El miedo te hiela la sangre. No hay escapatoria. Das unos pasos hacia atrás y una mano
de hueso te agarra por el hombro. Te zafas de su agarre y le miras, horrorizada.
Unos amenazadores ojos te devuelven la mirada fijamente. El rostro lo llena un pico de
cuervo hecho de hueso, que parece sonreír cruelmente. Con la cabeza coronada por unas
astas de ciervo y,su cuerpo, un esqueleto humano con dos grandes alas de plumas oscuras,
como una capa de sombras que le cubre la espalda.
Intentas alejarte, pero el ser ya ha sacado su violín de plata y no puedes evitar escuchar la
música, que invade la orilla del río, pero que solo tú puedes oír.

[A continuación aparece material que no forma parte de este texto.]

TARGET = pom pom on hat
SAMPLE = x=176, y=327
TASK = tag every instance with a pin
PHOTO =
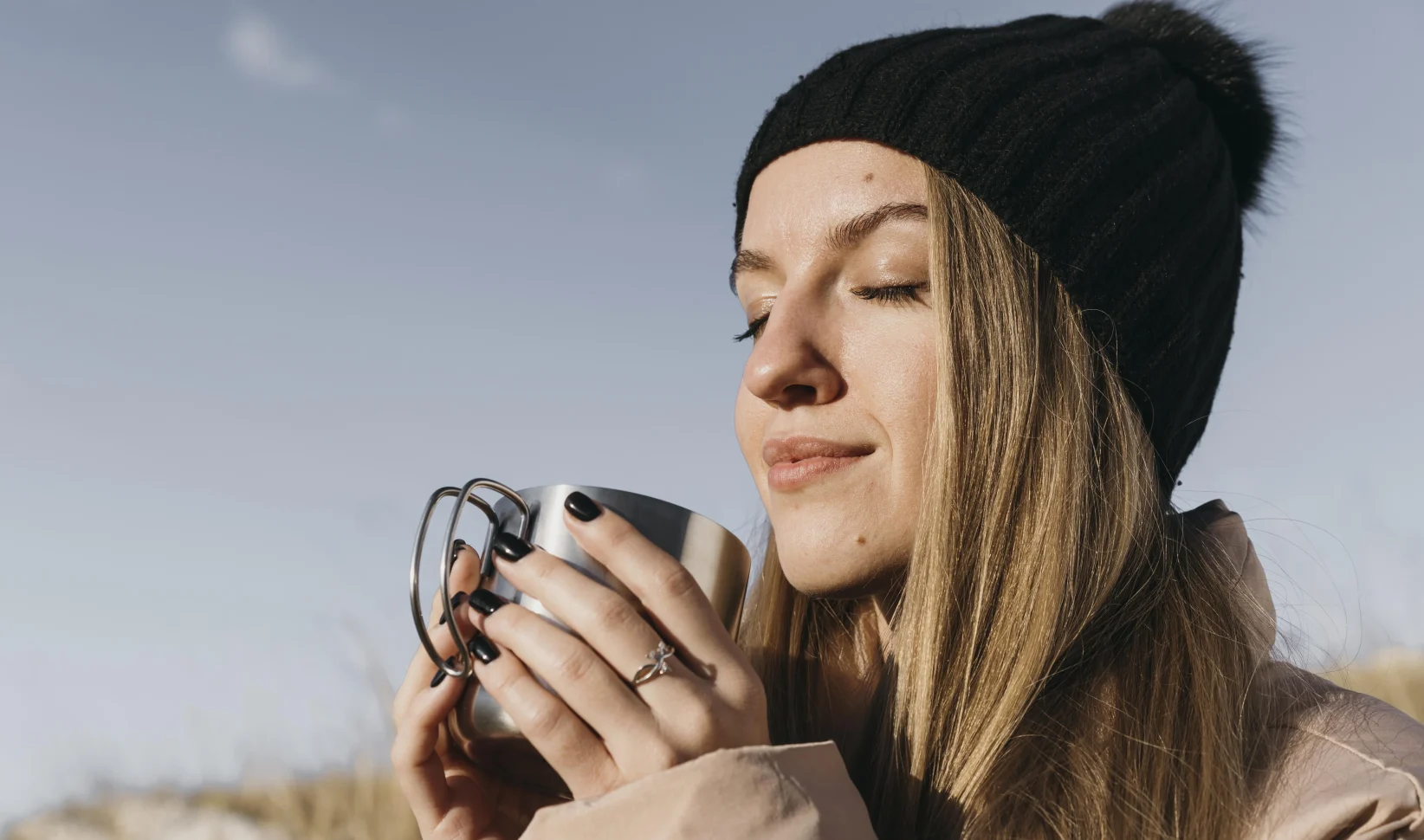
x=1227, y=75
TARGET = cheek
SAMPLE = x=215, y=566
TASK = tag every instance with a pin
x=749, y=417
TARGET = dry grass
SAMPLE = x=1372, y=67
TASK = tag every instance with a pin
x=335, y=806
x=1393, y=675
x=367, y=806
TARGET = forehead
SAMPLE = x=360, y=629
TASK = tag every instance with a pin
x=804, y=192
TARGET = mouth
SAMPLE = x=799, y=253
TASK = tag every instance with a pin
x=796, y=462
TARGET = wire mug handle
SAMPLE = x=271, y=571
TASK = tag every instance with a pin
x=464, y=494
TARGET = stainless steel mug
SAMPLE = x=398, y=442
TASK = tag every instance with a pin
x=477, y=725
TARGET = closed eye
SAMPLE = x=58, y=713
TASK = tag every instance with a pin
x=902, y=294
x=752, y=329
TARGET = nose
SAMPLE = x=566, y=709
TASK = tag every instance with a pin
x=792, y=362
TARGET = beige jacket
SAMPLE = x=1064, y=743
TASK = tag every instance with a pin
x=1353, y=771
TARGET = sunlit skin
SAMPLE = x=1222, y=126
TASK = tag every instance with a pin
x=846, y=355
x=832, y=416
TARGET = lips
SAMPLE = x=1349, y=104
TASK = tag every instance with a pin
x=796, y=462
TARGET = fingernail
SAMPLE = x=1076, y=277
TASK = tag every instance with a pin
x=484, y=601
x=583, y=507
x=459, y=598
x=483, y=648
x=440, y=674
x=510, y=547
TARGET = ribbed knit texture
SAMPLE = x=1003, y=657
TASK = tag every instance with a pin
x=1121, y=150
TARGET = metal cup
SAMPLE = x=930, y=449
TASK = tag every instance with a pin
x=716, y=559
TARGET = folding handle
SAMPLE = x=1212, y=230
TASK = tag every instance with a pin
x=464, y=494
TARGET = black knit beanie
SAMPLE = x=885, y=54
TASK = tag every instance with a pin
x=1123, y=150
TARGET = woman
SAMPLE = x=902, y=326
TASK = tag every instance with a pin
x=990, y=276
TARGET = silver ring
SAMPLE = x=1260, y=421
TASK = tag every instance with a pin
x=658, y=663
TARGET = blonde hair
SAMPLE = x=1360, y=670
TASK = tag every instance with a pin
x=1083, y=661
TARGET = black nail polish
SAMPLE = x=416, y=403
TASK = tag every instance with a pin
x=440, y=674
x=484, y=601
x=483, y=648
x=459, y=598
x=583, y=507
x=510, y=547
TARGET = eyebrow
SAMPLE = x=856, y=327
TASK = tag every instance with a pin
x=842, y=236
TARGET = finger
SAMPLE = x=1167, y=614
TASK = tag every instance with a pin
x=566, y=742
x=577, y=674
x=415, y=755
x=670, y=592
x=596, y=612
x=463, y=577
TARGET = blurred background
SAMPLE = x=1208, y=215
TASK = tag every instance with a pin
x=271, y=272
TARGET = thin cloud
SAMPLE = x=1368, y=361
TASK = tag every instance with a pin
x=392, y=121
x=261, y=52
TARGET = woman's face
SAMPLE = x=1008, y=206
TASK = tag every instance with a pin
x=833, y=411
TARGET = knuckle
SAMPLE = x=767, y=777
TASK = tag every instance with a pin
x=612, y=612
x=676, y=583
x=621, y=534
x=663, y=756
x=541, y=720
x=574, y=667
x=500, y=681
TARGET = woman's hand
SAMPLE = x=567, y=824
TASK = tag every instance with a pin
x=450, y=798
x=597, y=729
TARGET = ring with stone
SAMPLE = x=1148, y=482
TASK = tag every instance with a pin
x=657, y=665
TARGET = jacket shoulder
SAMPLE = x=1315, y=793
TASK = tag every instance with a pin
x=1353, y=767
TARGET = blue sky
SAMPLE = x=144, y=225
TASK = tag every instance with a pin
x=272, y=272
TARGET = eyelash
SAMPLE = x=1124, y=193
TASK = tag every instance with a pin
x=893, y=295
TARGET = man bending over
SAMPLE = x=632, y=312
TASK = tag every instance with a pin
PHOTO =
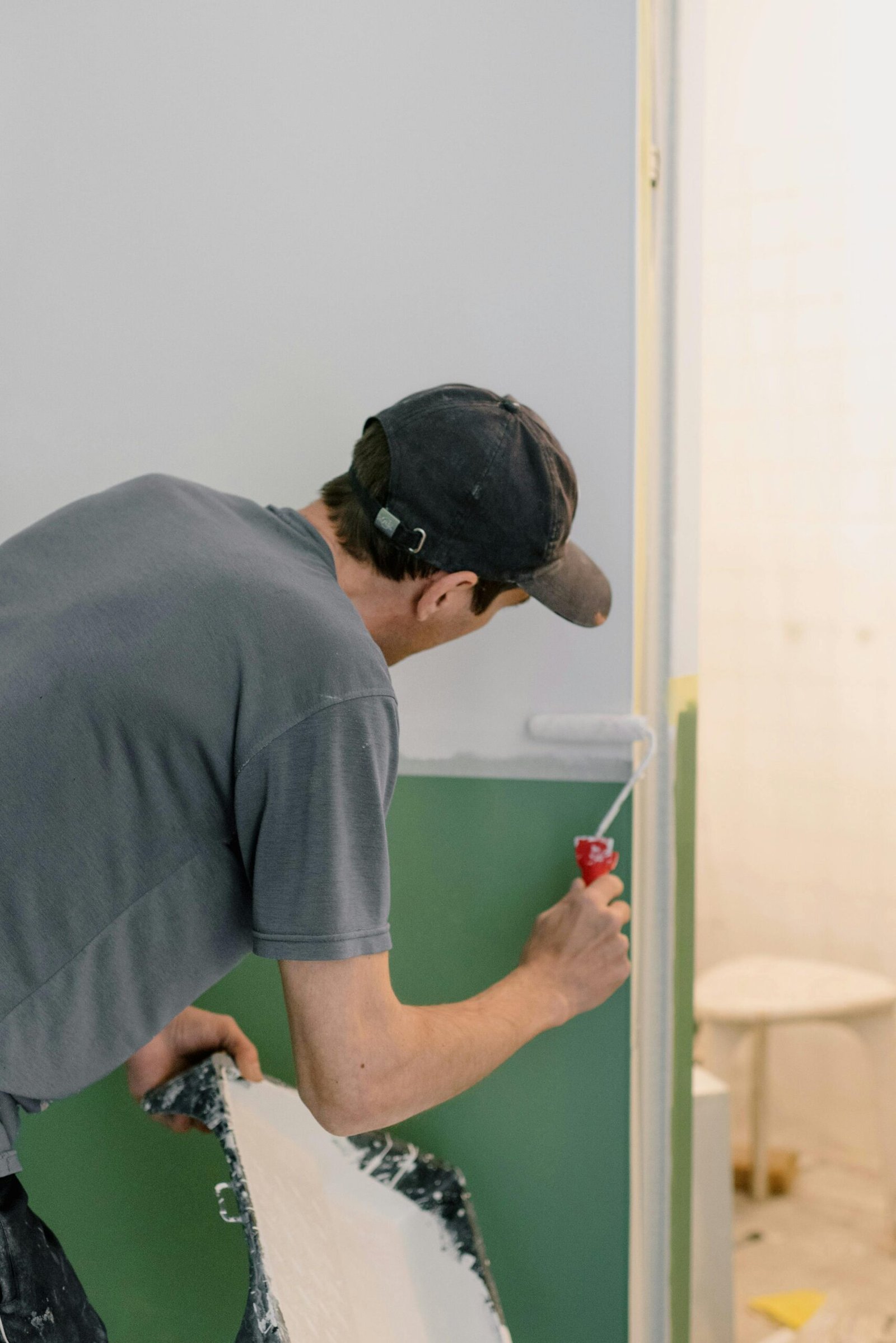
x=198, y=750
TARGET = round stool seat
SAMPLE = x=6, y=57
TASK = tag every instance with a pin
x=768, y=989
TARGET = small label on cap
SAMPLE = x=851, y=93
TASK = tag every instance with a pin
x=387, y=522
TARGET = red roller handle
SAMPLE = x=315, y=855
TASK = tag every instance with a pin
x=595, y=857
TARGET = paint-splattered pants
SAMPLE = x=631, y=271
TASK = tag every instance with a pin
x=41, y=1298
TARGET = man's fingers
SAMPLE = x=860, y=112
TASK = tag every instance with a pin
x=604, y=890
x=242, y=1051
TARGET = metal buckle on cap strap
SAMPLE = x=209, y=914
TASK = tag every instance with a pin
x=393, y=528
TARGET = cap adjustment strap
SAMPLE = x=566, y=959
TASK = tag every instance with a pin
x=387, y=522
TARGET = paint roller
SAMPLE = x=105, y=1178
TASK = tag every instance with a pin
x=596, y=854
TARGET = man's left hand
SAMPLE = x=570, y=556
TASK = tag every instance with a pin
x=194, y=1034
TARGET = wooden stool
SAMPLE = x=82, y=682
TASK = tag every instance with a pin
x=754, y=993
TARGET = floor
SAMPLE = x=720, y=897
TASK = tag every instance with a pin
x=829, y=1236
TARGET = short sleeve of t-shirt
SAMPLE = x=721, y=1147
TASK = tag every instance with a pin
x=311, y=826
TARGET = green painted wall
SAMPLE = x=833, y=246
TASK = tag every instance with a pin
x=544, y=1142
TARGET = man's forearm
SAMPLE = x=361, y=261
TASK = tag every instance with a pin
x=365, y=1060
x=396, y=1060
x=433, y=1053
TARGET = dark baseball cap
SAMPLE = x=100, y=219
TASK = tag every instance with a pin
x=479, y=482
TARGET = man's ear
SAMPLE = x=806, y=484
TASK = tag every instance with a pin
x=446, y=594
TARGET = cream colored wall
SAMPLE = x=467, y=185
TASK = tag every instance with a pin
x=797, y=824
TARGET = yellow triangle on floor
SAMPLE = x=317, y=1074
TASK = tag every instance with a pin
x=789, y=1308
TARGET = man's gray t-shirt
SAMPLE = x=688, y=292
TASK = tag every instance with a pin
x=198, y=750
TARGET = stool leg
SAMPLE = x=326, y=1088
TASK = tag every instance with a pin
x=759, y=1112
x=721, y=1040
x=879, y=1036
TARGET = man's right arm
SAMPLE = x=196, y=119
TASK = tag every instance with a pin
x=365, y=1060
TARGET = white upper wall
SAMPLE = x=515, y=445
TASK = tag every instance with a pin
x=234, y=231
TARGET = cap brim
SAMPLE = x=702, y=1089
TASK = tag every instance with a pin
x=573, y=587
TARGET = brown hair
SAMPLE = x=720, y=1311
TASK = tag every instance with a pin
x=364, y=542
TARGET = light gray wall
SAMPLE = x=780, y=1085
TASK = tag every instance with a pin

Primero, mueves los brazos; después, levantas las piernas y, finalmente, todo tu cuerpo
comienza a moverse en una danza, al ritmo de esa extraña música que parece hipnotizar
todos tus sentidos. Entonces, pierdes la noción del tiempo y el espacio, y bailas descalza
sobre el hielo, dejando huellas ensangrentadas.
Hasta que te desvaneces sobre los brazos de la criatura que ha devorado tu alma de una
manera tan retorcida y hermosa a la vez. Como una flor que se congela lentamente con el
abrazo del invierno.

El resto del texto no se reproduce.